I've been asked to post. Not sure what to say. I like reading the posts- what a talented group of thinkers, writers, readers. I often feel like I really don't belong. I impressed with the group's tenacity- many have been at the craft for decades. And the wait to publish requires the patience of a saint. As a rather impatient person, I'm convinced I had ADD before it was officially named and medicated for, I'm not sure I have it in me.

But I like the writing part. I like playing with words, putting them on screen- forget all those pretty journals stacked up in my desk drawer-- I can't read my own handwriting anymore. But that doesn't stop me from buying them. I like really small ones, that can fit in pocketbooks and can serve as places to write reminders, shopping lists, phone numbers, menu plans, etc. As well as the occasional story idea or phrase I hear and want to use.

But I digressed. I also like collecting tidbits- phrases from other writers and overheard conversations. When my children were small, I thought everything they said was brilliant, original and hilarious. Those picture books never went anywhere. I've used paragraphs I've collected more as teaching tools- showing students writers' craft. We write imitations of these sentences- noticing the use of certain punctuation, figurative language. At a recent reading conference for educators, I spent the lunch period in the school's library, pouring through as many picture books and poetry books as I could. I've stopped thinking- oh, this looks easy I could do this, because I know it isn't. But I really like collecting them to use in teaching.

Now I think my stories should be more autobiographical, perhaps with a fictional twist. There are all those farm stories and cousins. And tension between siblings. And being a lone Jewish girl in a rural Connecticut town. But I don't quite get the story part. I can retell events- adding that lyrical quality, that story climax and resolution seems contrived. Has being a journalist impaired my ability to write fiction? Plenty of others have done it.

Remember how our 3 year olds always ask "what if?" I need to find that "what if" element.

I just cleaned up my desk top. Much easier than cleaning a closet, searching for the left sandal lost under the exercise clothes. I created new folders. A spring cleaning without the rags and mops, without the cedar blocks, without hauling the sweaters to the attic and replacing them with last summer's t-shirts. It's a start in organizing my writer's life.

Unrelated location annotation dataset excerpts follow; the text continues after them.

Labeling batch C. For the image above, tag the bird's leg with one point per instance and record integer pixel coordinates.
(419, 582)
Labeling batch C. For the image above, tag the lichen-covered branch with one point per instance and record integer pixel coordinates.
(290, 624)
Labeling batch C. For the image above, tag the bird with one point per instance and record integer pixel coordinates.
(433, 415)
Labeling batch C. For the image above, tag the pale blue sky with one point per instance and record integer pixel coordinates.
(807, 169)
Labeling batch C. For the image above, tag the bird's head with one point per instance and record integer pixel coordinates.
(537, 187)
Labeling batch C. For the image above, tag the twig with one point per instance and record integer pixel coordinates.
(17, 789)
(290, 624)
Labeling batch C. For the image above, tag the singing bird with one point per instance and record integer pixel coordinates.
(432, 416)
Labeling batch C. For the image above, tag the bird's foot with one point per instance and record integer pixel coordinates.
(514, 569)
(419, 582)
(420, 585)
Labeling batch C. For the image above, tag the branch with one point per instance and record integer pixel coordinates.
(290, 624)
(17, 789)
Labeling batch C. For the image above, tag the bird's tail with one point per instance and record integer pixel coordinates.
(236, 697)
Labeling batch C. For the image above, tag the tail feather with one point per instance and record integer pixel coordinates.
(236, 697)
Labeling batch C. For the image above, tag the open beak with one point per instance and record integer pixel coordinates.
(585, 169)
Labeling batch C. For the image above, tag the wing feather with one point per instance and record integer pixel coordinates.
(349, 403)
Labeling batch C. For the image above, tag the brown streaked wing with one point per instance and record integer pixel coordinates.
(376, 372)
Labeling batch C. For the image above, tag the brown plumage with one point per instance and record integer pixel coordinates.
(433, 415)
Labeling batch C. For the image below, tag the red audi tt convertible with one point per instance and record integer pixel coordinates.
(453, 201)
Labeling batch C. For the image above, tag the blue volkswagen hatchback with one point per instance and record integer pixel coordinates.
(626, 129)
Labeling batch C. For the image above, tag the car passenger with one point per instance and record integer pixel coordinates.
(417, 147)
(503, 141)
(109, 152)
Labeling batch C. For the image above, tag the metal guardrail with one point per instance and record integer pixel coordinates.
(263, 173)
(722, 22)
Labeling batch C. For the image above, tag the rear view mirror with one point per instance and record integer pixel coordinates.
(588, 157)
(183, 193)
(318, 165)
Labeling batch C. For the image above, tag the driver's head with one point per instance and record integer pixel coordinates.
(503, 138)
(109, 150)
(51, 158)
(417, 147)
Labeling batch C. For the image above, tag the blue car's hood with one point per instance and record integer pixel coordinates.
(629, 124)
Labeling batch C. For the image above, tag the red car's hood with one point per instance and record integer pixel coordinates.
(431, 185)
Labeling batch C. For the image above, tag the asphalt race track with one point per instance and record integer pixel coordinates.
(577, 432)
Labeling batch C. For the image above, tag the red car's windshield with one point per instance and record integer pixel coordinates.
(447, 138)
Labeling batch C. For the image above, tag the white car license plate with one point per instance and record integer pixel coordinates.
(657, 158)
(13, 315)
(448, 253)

  1. If a clean desk is a sign of a cluttered brain, I'm not sure what to think about my brain or desk, which is usually such a mess I can't find the keyboard!

  2. Wait...wasn't it Einstein who said clutter is a sign of genius? Or maybe it was a fortune cookie I read. Don't know, but I'll go with it.

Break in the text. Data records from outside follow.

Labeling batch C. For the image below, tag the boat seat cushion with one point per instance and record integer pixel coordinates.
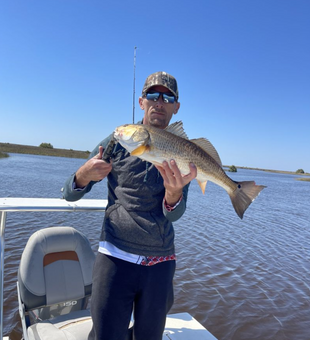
(56, 266)
(77, 327)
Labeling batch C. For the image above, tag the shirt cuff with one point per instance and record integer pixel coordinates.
(75, 188)
(169, 207)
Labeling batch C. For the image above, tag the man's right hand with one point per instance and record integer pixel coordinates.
(95, 169)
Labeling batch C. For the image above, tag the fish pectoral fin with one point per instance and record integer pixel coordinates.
(139, 150)
(202, 186)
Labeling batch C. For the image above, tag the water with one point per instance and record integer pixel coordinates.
(242, 279)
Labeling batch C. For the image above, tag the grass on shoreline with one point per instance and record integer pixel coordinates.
(6, 148)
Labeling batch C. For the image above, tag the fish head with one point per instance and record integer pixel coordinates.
(132, 136)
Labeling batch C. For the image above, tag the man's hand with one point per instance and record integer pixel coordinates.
(95, 169)
(174, 181)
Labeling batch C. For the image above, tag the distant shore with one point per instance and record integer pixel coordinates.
(37, 150)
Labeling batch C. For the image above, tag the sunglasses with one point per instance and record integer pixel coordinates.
(167, 98)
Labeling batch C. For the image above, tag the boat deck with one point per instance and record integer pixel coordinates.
(181, 326)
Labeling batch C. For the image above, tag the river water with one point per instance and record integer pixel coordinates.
(242, 279)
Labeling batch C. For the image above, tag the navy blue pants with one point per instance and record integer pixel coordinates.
(120, 287)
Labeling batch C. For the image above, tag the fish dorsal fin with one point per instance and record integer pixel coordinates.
(209, 148)
(177, 129)
(139, 150)
(202, 186)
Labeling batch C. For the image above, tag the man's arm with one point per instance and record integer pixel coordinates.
(91, 172)
(176, 186)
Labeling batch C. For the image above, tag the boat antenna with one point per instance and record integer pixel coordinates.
(134, 83)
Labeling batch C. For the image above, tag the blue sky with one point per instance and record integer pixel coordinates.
(243, 69)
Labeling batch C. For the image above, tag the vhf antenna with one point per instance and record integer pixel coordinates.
(134, 88)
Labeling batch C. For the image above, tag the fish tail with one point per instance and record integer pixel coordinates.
(244, 194)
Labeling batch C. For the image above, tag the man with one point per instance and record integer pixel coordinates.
(135, 264)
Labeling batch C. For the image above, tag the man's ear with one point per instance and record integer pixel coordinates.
(141, 103)
(177, 107)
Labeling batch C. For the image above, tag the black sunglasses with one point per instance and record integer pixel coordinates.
(167, 98)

    Lisa, "what if" is really the magic phrase. Don't think about it, just put pen to paper, butt in chair, fingers to keyboard, lips to coffe mug (or wine glass) and allow yourself to get messy in the words. (not the liquids)

  3. One of my favorite comments about the writing process came from Paul Acampora, author of Defining Dulcie, when he spoke last year at Rutgers One-on-One. "Just pretend there's a plot and keep going." Works for me.

  4. Your love of words and your skill at using them is clear. Don't fret over form/structure now. Start with an idea and write, write. Bet you'll be surprised!
    (Deleted my first comment because I didn't proof read carefully.)Duh!